The result included postal restructuring costs of $23.4 million, from $3.7 million the year earlier, and a $30.6 million
write down of postal assets including processing centres that will be closed. Year-earlier profit included a $96.2
million accounting gain from buying DHL’s 50 percent stake in their Express Couriers joint venture, while earnings in
the latest year included $71.1 million from the sale of Datacom.
New Zealand Post is closing some mail sorting centres, moving to self-service postal kiosks, outsourcing its services to
stores provided by other business, developing digital services and trying to relax a government agreement on delivery
days in an attempt to reduce its labour and store costs and arrest the slide in profits as its customers increasingly
favour the use of mobile phones and computers over postal mail.
“We believe there is a future for mail for many, many decades but it is at a level substantially different to what it
was 20 years ago,” chief executive Brian Roche said at a briefing in Wellington. “It’s very difficult for us to run the
network on social mail, ie Birthday cards and Christmas cards. It is very much around major customers, they tend to be
banks and major utilities, and as they move their customers online, we have a challenge.”
The letters business is “still struggling” with revenue down by $30 million in the past year, Roche said. The company
doesn’t explicitly split out its postal service results.
The pace of decline accelerated as the company delivered 7.5 percent fewer items in 2013, compared with a drop of 6.7
percent the year earlier, he said. The unit carried about 770 million items during the year, 63 million fewer than the
year earlier, he said.
“We see significant challenges for that business,” Roche said. “We have already taken action around the rationalisation
of our operating centres and we think there is more to be done there. Both the delivery network and the store network
are going to have to be modernised and revolutionised if we are to maintain a sustainable business.”

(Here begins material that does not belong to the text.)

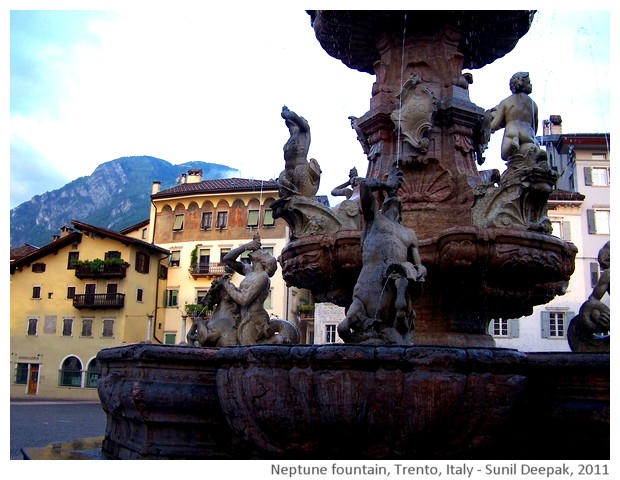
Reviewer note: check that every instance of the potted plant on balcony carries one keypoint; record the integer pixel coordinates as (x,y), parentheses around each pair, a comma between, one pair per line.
(98,265)
(305,309)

New Zealand Post expects further significant job losses as it restructures the business, Roche said, without giving
details. In June, the company said it would reduce its processing centres to three from six, shedding a net 120 jobs
over 18 months, to save as much as $30 million.
The company loses about $30 million a year on its retail network of 880 stores, which it cannot afford to carry, Roche
said. While some stores had closed over the past few years, the company needs to maintain postal volumes and preferred
to move services to outlets owned by other businesses and expand its nascent self-service offering where customers can
weigh, label and send their own mail as well as pay bills.
New Zealand Post has asked the government to reduce the number of days it is required to deliver mail to households to
three from as many as six. The company is still waiting for feedback on the proposal, he said.
“We will eventually get to three days a week but the timing of that is very unclear, it is determined very much by how
the market wants to use mail,” Roche said.
Excluding one-time items, New Zealand Post recorded a 41 percent increase in operating profit of $111 million in 2013,
the company said. The letters business broke even at an operating level on tight cost management.
Meanwhile, the company’s Express Couriers business, which competes with Freightways, made an after-tax profit of $17
million as volumes increased between by 2-3 percent to 40 million. The company is betting a drop in traditional mail
services may boost demand for its higher priced fast delivery offering.
New Zealand Post’s Kiwibank business increased after-tax profit by 23 percent to $97 million as customer numbers
increased to about 850,000 customers. The unit, which requires an injection of capital to support its growth, has “great
potential” in a competitive market, Roche said.
Kiwibank’s earnings, planned market issuances and support from the group will meet its capital demands in the
short-to-medium term and talks are underway about its needs for long-term capital support, Roche said.
It will pay an unchanged dividend to the government of $5 million.